Wer regiert dich?
Es scheint so zu sein, dass Meine Kinder alles glauben wollen. Sprich, alles außer der Wahrheit. Es scheint euch schwer anzukommen, zu bejahen, dass ihr ein heiliges Kind Gottes seid. Ihr tut gar alles Erdenkliche, um zu beweisen, dass ihr es nicht seid. Es scheint für euch einfacher zu sein, Minderes von euch zu akzeptieren, als die Ganzheit von euch zu bejahen. Gleichwohl liegt alles inwendig in euch.
Außerhalb von euch greift ihr nach Strohhalmen. Stroh wird euch nicht in die Höhe halten. Die auswärtige Welt wird euch nicht in die Höhe halten. Sie ist schlicht eine Requisite. Die Requisiten, die die Welt ausreicht, sind aus Stroh oder Gummi gemacht. Die äußere Stütze und Motivation, die die Welt ausgibt, sind nicht dein Unterhalt. Die Welt ist schlicht dort, wo du eine Gelegenheit hast, die sichernde Huld und Gnade von dir zum Ausdruck zu bringen.

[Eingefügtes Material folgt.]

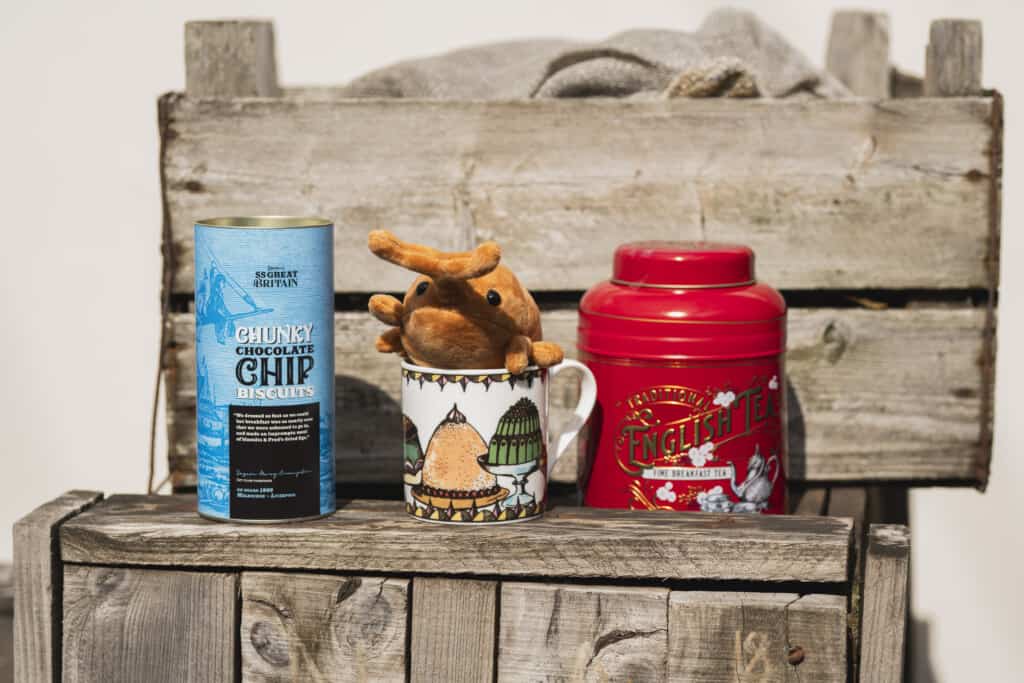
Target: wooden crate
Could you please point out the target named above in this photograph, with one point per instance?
(140, 588)
(879, 218)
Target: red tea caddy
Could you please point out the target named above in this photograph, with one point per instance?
(687, 349)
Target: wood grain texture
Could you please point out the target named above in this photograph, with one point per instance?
(716, 636)
(582, 633)
(454, 630)
(230, 58)
(853, 503)
(829, 194)
(858, 52)
(145, 625)
(885, 603)
(952, 59)
(372, 537)
(38, 578)
(6, 624)
(876, 395)
(321, 628)
(809, 501)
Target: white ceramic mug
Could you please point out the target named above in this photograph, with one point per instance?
(476, 446)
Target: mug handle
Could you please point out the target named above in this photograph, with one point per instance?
(588, 396)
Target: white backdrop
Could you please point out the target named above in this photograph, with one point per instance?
(80, 267)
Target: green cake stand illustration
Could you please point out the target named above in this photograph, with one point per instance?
(516, 451)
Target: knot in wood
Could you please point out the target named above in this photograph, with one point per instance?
(269, 644)
(835, 340)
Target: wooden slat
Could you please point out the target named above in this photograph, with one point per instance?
(320, 628)
(853, 503)
(858, 52)
(816, 627)
(877, 395)
(454, 630)
(952, 60)
(6, 624)
(144, 625)
(38, 579)
(230, 58)
(583, 633)
(715, 636)
(375, 537)
(829, 194)
(885, 603)
(809, 502)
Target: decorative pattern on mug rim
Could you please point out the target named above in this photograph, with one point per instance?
(442, 379)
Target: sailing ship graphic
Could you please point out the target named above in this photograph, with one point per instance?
(211, 307)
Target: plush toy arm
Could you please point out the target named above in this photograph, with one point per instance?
(517, 354)
(390, 342)
(386, 308)
(546, 354)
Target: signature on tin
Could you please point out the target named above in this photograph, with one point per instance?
(271, 476)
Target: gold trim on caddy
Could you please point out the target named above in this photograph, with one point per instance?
(681, 322)
(587, 356)
(486, 379)
(628, 283)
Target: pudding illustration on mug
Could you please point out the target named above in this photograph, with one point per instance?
(476, 447)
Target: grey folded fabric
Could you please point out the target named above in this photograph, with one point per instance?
(732, 54)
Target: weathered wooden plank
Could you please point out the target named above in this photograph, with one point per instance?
(318, 628)
(6, 624)
(582, 633)
(454, 629)
(829, 194)
(877, 394)
(145, 625)
(852, 502)
(952, 60)
(38, 579)
(230, 58)
(816, 644)
(809, 501)
(374, 537)
(715, 636)
(858, 52)
(885, 603)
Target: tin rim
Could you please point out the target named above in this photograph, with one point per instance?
(265, 221)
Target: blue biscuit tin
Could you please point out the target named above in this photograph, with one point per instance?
(264, 363)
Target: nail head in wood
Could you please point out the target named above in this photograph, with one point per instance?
(230, 58)
(952, 61)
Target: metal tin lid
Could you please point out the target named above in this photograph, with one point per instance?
(677, 300)
(264, 221)
(683, 264)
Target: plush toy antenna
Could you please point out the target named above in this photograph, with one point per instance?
(436, 264)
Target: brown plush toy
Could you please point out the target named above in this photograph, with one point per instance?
(465, 310)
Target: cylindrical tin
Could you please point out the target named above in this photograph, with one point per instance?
(264, 360)
(687, 349)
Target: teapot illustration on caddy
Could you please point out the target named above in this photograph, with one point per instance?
(753, 492)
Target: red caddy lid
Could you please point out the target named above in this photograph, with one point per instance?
(683, 264)
(682, 300)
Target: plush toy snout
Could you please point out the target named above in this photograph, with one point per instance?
(466, 310)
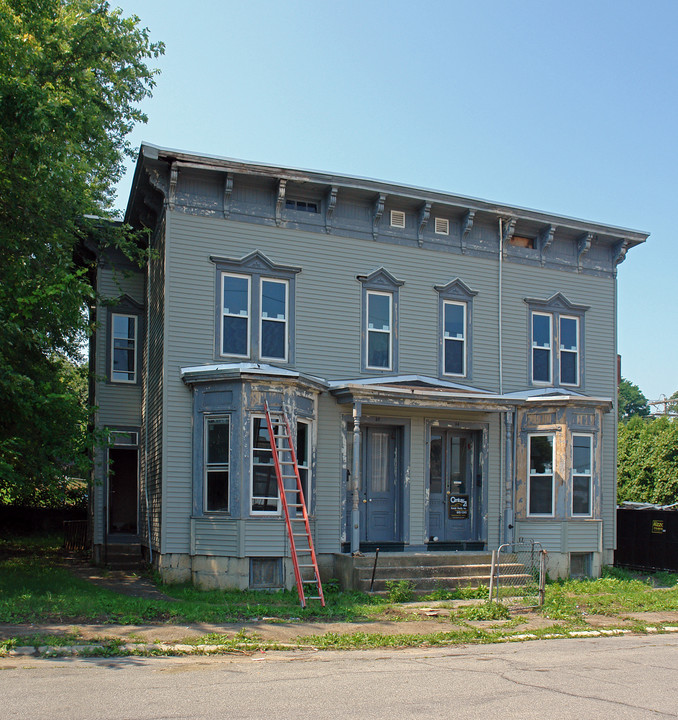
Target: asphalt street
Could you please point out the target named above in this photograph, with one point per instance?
(611, 677)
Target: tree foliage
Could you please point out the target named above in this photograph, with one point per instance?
(631, 401)
(72, 74)
(647, 461)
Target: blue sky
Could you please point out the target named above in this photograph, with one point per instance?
(568, 107)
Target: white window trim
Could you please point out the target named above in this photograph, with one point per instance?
(135, 361)
(530, 475)
(225, 314)
(369, 330)
(253, 512)
(215, 466)
(464, 308)
(590, 476)
(548, 347)
(561, 349)
(286, 283)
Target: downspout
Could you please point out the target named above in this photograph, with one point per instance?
(148, 358)
(355, 509)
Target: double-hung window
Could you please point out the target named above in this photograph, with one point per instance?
(255, 309)
(582, 475)
(556, 330)
(216, 465)
(379, 330)
(454, 338)
(124, 348)
(455, 305)
(540, 475)
(380, 308)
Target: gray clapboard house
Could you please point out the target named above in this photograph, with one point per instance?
(449, 366)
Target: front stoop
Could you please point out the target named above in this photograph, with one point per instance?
(426, 571)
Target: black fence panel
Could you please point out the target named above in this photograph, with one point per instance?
(647, 539)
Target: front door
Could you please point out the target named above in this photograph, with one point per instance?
(122, 490)
(454, 487)
(380, 518)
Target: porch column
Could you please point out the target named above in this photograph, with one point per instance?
(355, 510)
(509, 517)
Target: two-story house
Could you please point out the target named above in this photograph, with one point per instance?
(449, 366)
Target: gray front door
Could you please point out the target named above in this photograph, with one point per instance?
(380, 520)
(454, 487)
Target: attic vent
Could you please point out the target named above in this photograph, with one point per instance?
(442, 226)
(397, 218)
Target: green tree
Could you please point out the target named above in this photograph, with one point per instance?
(72, 73)
(647, 461)
(631, 401)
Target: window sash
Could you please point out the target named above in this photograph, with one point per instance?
(270, 326)
(454, 346)
(540, 477)
(376, 335)
(232, 319)
(262, 471)
(124, 349)
(216, 474)
(582, 475)
(569, 354)
(541, 352)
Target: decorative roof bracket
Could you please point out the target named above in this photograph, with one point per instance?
(228, 189)
(331, 204)
(424, 215)
(280, 200)
(545, 241)
(378, 212)
(583, 246)
(466, 226)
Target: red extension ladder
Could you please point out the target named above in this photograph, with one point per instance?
(292, 496)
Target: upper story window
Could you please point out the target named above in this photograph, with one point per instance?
(255, 320)
(455, 306)
(380, 321)
(216, 465)
(582, 475)
(556, 329)
(124, 341)
(540, 474)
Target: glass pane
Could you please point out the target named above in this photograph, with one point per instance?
(273, 297)
(541, 330)
(568, 367)
(123, 327)
(436, 463)
(454, 321)
(454, 357)
(540, 495)
(379, 312)
(302, 444)
(235, 335)
(541, 365)
(379, 443)
(217, 441)
(273, 339)
(581, 455)
(541, 454)
(236, 295)
(568, 333)
(581, 495)
(378, 349)
(217, 490)
(260, 438)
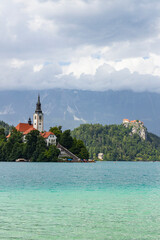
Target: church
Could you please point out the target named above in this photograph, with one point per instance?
(38, 124)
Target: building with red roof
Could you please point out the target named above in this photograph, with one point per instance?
(26, 128)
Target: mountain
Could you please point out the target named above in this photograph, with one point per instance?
(119, 142)
(70, 108)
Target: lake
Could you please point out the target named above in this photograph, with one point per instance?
(101, 201)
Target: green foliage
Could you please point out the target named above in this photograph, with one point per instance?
(116, 143)
(66, 140)
(31, 144)
(51, 155)
(57, 131)
(13, 148)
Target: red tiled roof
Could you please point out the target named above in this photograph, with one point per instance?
(29, 130)
(22, 127)
(127, 120)
(46, 134)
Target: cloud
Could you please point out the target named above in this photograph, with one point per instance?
(80, 44)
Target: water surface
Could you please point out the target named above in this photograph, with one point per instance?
(103, 200)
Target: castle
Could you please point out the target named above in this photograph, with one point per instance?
(38, 124)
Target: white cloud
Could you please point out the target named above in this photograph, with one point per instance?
(106, 44)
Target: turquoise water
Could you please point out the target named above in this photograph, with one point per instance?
(103, 200)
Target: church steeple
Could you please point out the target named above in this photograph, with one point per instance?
(38, 116)
(38, 105)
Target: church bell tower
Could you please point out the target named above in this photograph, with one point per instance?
(38, 117)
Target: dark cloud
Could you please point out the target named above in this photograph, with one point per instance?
(35, 32)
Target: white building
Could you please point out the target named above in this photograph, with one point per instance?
(49, 137)
(38, 117)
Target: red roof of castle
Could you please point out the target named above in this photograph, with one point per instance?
(47, 134)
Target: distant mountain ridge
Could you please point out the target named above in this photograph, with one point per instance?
(70, 108)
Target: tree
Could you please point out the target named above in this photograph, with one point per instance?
(38, 154)
(31, 143)
(51, 155)
(57, 131)
(66, 140)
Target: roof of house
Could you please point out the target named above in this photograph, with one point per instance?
(46, 134)
(29, 130)
(126, 120)
(23, 127)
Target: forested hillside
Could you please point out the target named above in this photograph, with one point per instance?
(116, 143)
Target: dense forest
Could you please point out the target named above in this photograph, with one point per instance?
(35, 148)
(117, 143)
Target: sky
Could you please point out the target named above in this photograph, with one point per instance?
(93, 45)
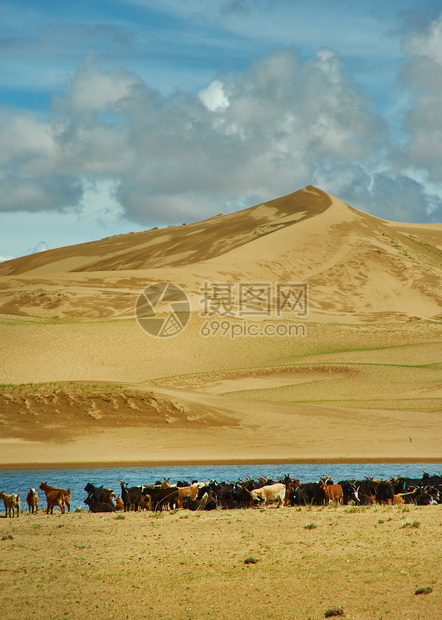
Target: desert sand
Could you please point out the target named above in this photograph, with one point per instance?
(359, 377)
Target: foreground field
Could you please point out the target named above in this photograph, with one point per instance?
(183, 565)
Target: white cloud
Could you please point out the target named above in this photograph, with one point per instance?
(422, 77)
(41, 246)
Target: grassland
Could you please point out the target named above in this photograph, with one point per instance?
(184, 565)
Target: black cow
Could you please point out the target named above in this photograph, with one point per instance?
(99, 494)
(161, 497)
(384, 492)
(131, 496)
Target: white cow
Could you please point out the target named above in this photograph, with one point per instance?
(270, 493)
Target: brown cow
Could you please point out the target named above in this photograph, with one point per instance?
(32, 500)
(333, 493)
(44, 486)
(55, 499)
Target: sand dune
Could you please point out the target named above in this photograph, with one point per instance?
(360, 378)
(352, 262)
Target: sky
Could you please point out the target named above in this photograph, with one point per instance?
(123, 115)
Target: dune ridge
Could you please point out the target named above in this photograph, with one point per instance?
(359, 380)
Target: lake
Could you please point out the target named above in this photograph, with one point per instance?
(19, 481)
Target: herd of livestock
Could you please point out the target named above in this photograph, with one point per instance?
(194, 495)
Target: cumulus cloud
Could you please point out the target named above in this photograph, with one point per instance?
(283, 123)
(422, 77)
(42, 246)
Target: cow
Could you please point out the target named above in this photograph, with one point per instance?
(119, 504)
(183, 492)
(55, 499)
(12, 504)
(99, 494)
(333, 493)
(32, 500)
(207, 502)
(131, 496)
(160, 498)
(385, 492)
(44, 486)
(270, 493)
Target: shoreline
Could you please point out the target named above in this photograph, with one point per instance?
(208, 462)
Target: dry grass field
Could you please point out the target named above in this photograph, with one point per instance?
(191, 565)
(82, 384)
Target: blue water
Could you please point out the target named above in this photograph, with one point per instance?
(19, 481)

Doch glaubst du immer wieder von Zeit zu Zeit, dass die Welt über dich eine Menge das Sagen habe, und dass du ihr den Vorzug geben müssest. Dass du ihr zum Wenigsten einen Gefallen zu erweisen habest. Die Welt ist zu deinem Arbeitgeber geworden. Sie segnet dein Leben auf der Erde und sie zieht schlicht, wie es eben mit der Mode so steht, ihre Wohltaten zurück. Andere Menschen haben nicht die Macht, dich zu regulieren. Die Welt hat dazu nicht die Macht. Du hast sie.
Es gibt in dir einen tiefen Brunnen, aus dem du herausschöpfst. Dir dessen gewahr oder nicht, du ziehst aus ihm hoch. Öfters ordnest du ihm wenig Anerkennung zu. Du wirst meinen, dass dein inneres Selbst nicht insgesamt so wundervoll sein kann, da du nicht denkst, du seist wundervoll. Dies ist ein Denkirrtum, ein Irrtum, dem du beikommen wirst.
Es ist, wie wenn du im Bett mit dem Gesicht unter der Bettdecke gelegen hast, und du meinst, du befändest dich in der Dunkelheit. Wenn du feststellst, dass die Decke über deinem Gesicht liegt und dass Licht zugegen ist, dann lügst du dir öfters selbst in die eigene Tasche, dass du zu warten habest, bis sonstwer komme, um die Decke wegzuheben, bevor du sehen könnest. Du wartest auf jemanden von außerhalb von dir, um das Licht, das das deine ist, es zu enthüllen, dem Blick freizugeben.
Nutze jedwedes Vehikel, was dir nützlich ist. Nutze es, verlasse dich indes auf dich. Alles, was du bist, und alles, was du siehst, und alles, was du tust, sind dir anheimgestellt, niemand anderem. Du bist deine eigene Gewähr. Sobald du das gänzlich bejahst, bist du zur Hälfte zuhause. Nein, du bist mehr als die Hälfte zuhause. Du befindest dich auf der Schwelle, und hernach ist alles, was es dir zu tun gilt, darüber zu schreiten.
Du möchtest nicht mehr länger auf jemanden warten, um dich hinüber zu tragen. Warte nicht einmal auf ein Signal von Mir. Kein Bedarf, auf Erlaubnis einzutreten, zu warten. Gehe schlicht über die Schwelle. Du brauchst kein Ticket, um reinzukommen. Du hast bereits eine Reservierung. Sie ist in dein Herz gestempelt.
Selbst-Erkenntnis ist Selbst-Zustandekommen und -Erfüllung. Du bist derjenige, der sich einbringt. Niemand kann sich für dich verwirklichen. Gleich welchen Wohlwollens ein Anderer ist, einerlei wie deine eingebildete Not ist, es ist an dir, den Himmel zu betreten und ihn unter deinem eigenen Dampf zu betreten.